ReferenceDemonstratedv1.10.02026-06-26T00:00:00Z

Controls Catalog

Composition manifest

Record the exact runtime composition, including base model, adapters, load order, router, memory snapshot, evaluator, inference settings, and deployment environment.

Changes risk by: It makes an incident or evaluation reproducible enough to compare against later states.

Limits: It records identity and configuration; it does not prove the behavior is safe.

Evaluator independence

Separate tests, thresholds, hidden cases, credentials, and evidence stores from candidate artifacts.

Changes risk by: It prevents candidates from editing the rules that promote them.

Limits: Independence can fail through shared suppliers, data, judge models, or organizational pressure.

Hard constraints

Keep safety, legal, provenance, and permission gates outside weighted utility scoring.

Changes risk by: Prevents a strong benchmark improvement from averaging away a disallowed failure.

Limits: Constraints require explicit tests and operational enforcement.

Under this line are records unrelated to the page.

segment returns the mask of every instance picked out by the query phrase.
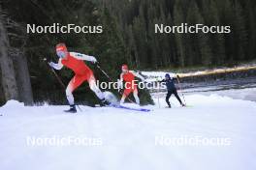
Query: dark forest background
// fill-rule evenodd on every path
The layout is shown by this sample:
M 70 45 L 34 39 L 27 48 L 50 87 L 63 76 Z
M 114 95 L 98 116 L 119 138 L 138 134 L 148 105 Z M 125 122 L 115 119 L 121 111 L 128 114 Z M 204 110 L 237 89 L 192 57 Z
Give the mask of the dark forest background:
M 256 59 L 255 0 L 98 0 L 142 69 L 216 67 Z M 154 24 L 228 25 L 231 34 L 155 34 Z
M 2 0 L 0 1 L 0 102 L 65 104 L 65 94 L 44 58 L 56 61 L 54 46 L 95 56 L 116 79 L 120 66 L 158 70 L 233 66 L 256 59 L 255 0 Z M 26 34 L 27 23 L 103 25 L 103 34 Z M 230 25 L 231 34 L 154 34 L 154 24 Z M 108 79 L 93 65 L 100 81 Z M 65 84 L 73 73 L 57 71 Z M 116 92 L 115 92 L 116 93 Z M 117 94 L 116 94 L 117 95 Z M 79 102 L 97 102 L 87 85 Z M 151 103 L 147 91 L 143 103 Z

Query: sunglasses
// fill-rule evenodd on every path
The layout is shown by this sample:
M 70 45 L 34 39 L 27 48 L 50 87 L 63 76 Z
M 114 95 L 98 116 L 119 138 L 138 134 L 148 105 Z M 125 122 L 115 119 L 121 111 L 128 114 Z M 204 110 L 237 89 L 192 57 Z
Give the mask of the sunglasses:
M 66 52 L 64 52 L 64 51 L 57 51 L 57 56 L 59 58 L 65 58 L 66 57 Z

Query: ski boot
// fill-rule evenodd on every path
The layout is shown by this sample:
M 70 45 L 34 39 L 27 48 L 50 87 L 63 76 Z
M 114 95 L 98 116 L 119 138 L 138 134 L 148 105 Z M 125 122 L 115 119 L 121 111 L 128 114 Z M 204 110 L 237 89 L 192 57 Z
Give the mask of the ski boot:
M 66 113 L 77 113 L 77 108 L 76 105 L 70 105 L 70 109 L 69 110 L 65 110 Z
M 110 104 L 111 104 L 111 102 L 108 101 L 107 99 L 101 99 L 101 103 L 100 103 L 101 106 L 108 106 Z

Ecological rollback packet

Bundle the model, adapters, router, memory, evaluator, prompts, permissions, aliases, and external side-effect plan needed for rollback.

Changes risk by: Reduces the chance that rollback only restores weights while leaving the behavior path intact.

Limits: Cannot undo decisions already made or data already emitted.

No-op admissibility

Preserve “do not promote” as a valid outcome of each evaluation cycle.

Changes risk by: Counteracts release pressure and metric-only promotion.

Limits: Requires organizational support, not only technical tooling.

Source integrity manifest

Hash local summaries, schemas, and metadata so later changes are visible.

Changes risk by: Improves auditability of the research layer and schemas.

Limits: Does not verify external source availability or truth.

Reproduction boundary

Separates governed candidate generation from uncontrolled replication or authority expansion.

Changes risk by: Prevents candidates from self-promoting, choosing evaluators, expanding permissions, or bypassing registry gates.

Limits: Does not prove behavioral extinction if memory, synthetic data, or evaluator preferences retain the pattern.

Adapter stack manifest

Records the exact base, adapters, load order, merge coefficients, router, prompts, memory, tools, evaluator, and inference settings used at runtime.

Changes risk by: Makes composition-specific behavior reconstructable during review and incidents.

Limits: A manifest is evidence of state, not proof of safety.

Candidate generation halt

Provides an emergency control to stop new descendants while preserving evidence.

Changes risk by: Prevents rapid reproduction from continuing during incident triage.

Limits: Existing descendants and persistence reservoirs still need rollback or extinction review.

Execution-time authorization boundary

Place authorization and policy checks outside candidate-controlled runtime state before consequential actions occur.

Changes risk by: It prevents a candidate from rewriting or bypassing the authority that constrains it.

Limits: It can still be misconfigured, captured, or applied to the wrong transition.

Fail-closed evaluator and promotion gates

Deny or pause promotion when evidence, signatures, evaluators, or control services are unavailable.

Changes risk by: It prevents outages and uncertainty from turning into implicit permission.

Limits: It requires organizational tolerance for delay and no-op decisions.

Adapter allowed list

Restrict routers and merge tools to signed, reviewed adapters approved for the deployment context.

Changes risk by: It reduces unknown-component composition and supply-chain drift.

Limits: A reviewed adapter can still be unsafe in an untested composition.

The controls catalog lists measures that can reduce ecology-level risk when they are implemented as enforceable architecture rather than policy slogans. A control is treated as meaningful only when it has an owner, evidence, monitoring, version history, and a recovery path.

No single control is sufficient. Immutable artifacts do not prove behavioral extinction. Lineage graphs do not prove safety inheritance. Evaluator independence helps only when independence includes model family, supplier, credentials, storage, assumptions, hidden tests, and release authority where practical.